An interest-only mortgage is a simple product. During the term, the customer does not have to repay anything and pays monthly interest to the lender. At the end of the term, or as much earlier as the property is sold, the mortgage debt itself must be repaid to the lender.
Backgrounds
Affordability: now, but also in the future
It is important that the monthly costs of the mortgage, as long as it exists, remain affordable. Because there is no need to repay during the term, there is a good chance that the mortgage debt still exists at the moment that thirty years of interest deduction has been enjoyed. And then it is important that the mortgage is also affordable if the tax benefit of the interest deduction has disappeared and / or the disposable income is lower due to retirement.
Refinance
At the end of the term of the mortgage, the mortgage debt must be repaid. If that is not possible with saved money, you will opt for extension of the mortgage or refinancing, possibly through another lender. The new lender will check whether the new mortgage and the associated costs still fit the income.

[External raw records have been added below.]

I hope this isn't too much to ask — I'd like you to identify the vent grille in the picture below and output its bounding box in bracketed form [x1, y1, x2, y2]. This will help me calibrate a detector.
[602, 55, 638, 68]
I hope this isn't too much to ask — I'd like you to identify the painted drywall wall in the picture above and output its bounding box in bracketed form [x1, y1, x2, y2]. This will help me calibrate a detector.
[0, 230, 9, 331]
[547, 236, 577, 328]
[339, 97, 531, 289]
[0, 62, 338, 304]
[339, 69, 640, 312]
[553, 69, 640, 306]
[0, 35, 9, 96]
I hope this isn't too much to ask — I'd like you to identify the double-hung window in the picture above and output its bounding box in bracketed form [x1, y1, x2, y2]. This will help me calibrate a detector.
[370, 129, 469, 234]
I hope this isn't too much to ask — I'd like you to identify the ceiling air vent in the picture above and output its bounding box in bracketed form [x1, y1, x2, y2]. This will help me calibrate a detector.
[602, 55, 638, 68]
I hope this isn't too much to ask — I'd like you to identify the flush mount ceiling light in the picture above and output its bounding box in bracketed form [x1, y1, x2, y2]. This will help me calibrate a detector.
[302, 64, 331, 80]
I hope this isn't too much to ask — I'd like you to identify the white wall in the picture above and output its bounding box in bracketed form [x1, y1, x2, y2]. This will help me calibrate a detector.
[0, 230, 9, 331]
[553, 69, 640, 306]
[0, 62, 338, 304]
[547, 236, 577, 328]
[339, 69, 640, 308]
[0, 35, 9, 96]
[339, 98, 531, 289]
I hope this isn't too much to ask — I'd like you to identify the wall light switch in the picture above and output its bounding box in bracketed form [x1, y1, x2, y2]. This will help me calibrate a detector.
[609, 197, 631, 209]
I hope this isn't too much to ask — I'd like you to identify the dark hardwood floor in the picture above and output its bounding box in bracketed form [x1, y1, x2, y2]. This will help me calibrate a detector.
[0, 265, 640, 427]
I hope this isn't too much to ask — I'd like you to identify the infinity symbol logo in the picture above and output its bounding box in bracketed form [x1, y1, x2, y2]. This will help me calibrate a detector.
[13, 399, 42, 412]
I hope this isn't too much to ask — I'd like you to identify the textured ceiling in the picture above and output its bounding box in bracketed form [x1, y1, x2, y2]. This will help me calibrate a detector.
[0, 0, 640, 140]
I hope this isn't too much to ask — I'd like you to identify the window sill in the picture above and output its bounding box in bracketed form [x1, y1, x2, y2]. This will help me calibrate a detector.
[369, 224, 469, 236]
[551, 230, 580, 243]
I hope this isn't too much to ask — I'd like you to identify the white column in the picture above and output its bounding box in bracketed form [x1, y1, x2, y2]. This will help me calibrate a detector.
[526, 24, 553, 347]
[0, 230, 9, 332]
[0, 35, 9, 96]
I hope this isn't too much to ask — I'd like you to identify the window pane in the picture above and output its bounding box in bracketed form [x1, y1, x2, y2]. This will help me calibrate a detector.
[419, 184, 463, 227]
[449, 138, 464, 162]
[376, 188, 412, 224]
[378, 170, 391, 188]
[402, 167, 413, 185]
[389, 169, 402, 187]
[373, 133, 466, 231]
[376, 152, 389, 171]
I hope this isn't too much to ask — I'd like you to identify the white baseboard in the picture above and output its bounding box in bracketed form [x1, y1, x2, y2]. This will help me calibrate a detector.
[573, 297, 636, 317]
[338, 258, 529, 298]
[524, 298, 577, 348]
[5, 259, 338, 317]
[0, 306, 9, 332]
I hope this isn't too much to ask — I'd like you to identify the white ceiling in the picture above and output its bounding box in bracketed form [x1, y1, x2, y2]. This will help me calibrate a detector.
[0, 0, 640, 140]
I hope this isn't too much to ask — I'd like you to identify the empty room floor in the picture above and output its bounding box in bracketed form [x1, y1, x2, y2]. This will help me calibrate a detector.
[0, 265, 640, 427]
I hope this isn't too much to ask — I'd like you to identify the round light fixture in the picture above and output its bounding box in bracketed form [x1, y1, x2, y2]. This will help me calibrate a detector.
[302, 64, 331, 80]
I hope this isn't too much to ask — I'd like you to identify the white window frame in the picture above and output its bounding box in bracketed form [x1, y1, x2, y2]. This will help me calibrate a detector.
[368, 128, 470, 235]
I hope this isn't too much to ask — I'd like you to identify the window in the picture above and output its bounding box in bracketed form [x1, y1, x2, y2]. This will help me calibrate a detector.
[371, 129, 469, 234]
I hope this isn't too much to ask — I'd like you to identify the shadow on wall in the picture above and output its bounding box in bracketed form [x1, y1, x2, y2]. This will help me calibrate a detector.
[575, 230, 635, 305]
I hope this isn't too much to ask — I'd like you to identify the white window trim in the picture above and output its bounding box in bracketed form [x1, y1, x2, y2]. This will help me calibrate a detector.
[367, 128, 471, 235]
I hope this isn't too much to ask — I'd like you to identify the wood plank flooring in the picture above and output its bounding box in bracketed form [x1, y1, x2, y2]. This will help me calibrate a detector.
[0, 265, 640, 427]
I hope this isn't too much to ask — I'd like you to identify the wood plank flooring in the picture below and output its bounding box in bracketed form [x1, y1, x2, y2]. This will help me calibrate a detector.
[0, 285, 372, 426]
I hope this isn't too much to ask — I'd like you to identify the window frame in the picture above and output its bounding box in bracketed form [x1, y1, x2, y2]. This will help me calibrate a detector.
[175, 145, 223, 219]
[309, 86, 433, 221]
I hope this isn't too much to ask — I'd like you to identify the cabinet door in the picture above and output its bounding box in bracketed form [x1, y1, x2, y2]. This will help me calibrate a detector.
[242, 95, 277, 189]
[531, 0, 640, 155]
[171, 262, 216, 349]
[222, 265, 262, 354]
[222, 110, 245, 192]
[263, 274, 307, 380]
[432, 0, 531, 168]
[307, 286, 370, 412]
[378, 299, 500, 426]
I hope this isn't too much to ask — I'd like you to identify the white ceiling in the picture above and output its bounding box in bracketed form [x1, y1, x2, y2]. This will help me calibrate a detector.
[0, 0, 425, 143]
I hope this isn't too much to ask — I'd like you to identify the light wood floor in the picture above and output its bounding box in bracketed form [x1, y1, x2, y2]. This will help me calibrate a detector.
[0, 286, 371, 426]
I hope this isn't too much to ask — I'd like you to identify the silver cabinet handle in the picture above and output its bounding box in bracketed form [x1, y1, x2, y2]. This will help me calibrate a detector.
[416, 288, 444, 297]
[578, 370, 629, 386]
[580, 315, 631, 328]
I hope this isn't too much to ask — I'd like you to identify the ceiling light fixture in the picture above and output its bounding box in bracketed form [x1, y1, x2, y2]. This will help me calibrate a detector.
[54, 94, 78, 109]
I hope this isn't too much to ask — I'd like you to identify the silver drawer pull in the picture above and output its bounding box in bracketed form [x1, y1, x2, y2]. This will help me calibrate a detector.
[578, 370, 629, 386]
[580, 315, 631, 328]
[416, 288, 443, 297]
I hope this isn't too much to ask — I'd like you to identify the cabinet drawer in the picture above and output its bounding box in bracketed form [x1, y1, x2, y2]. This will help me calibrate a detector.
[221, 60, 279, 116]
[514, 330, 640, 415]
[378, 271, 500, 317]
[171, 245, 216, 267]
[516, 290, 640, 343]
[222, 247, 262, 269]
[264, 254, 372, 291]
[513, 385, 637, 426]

A lender has the duty to check whether a mortgage is suitable for the consumer. To assess this, an annuity mortgage of 30 years with a notional interest rate of 5 percent is assumed. The monthly costs are compared to the income.
Insurers' ambition
The lenders have the following ambition:
Customers with a (partially) interest-only mortgage will not be faced with financial surprises as a result of events that can already be foreseen.
Providers ensure that customers can get a good picture of the future affordability of their interest-only mortgage, so that they are not faced with surprises at this point.
This ambition means that lenders feel responsible to inform their customers about:
- the details of the mortgage known to the lender that are relevant to (the future affordability of) interest-only mortgages;
- the future state of affairs (consequences of retirement, end of interest deduction, refinanability);
- the risks that may arise;
- the possibilities that exist to reduce any risks.
Gain insight into affordability
The lenders have no insight into the future income position or the capital position of their customers. In order to inform customers whether they can expect affordability problems or refinancing problems, cooperation from the customer himself is needed.
Financial advisors
Informing the client and possibly advising him afterwards is primarily a role of the client's financial advisor. After all, the financial advisor is the person who has put together the mortgage and is the specialist par excellence to determine whether the financing is still appropriate and what may need to be done to get the financing fit again.
If, for whatever reason, the financial advisor does not inform the client sufficiently or not in time, the lender will inform the client himself about the future affordability and refinancability of his interest-only mortgage. Insurers want to prevent customers from facing financial surprises as a result of events that are foreseeable. Where advice is desired, insurers will refer to the financial advisors.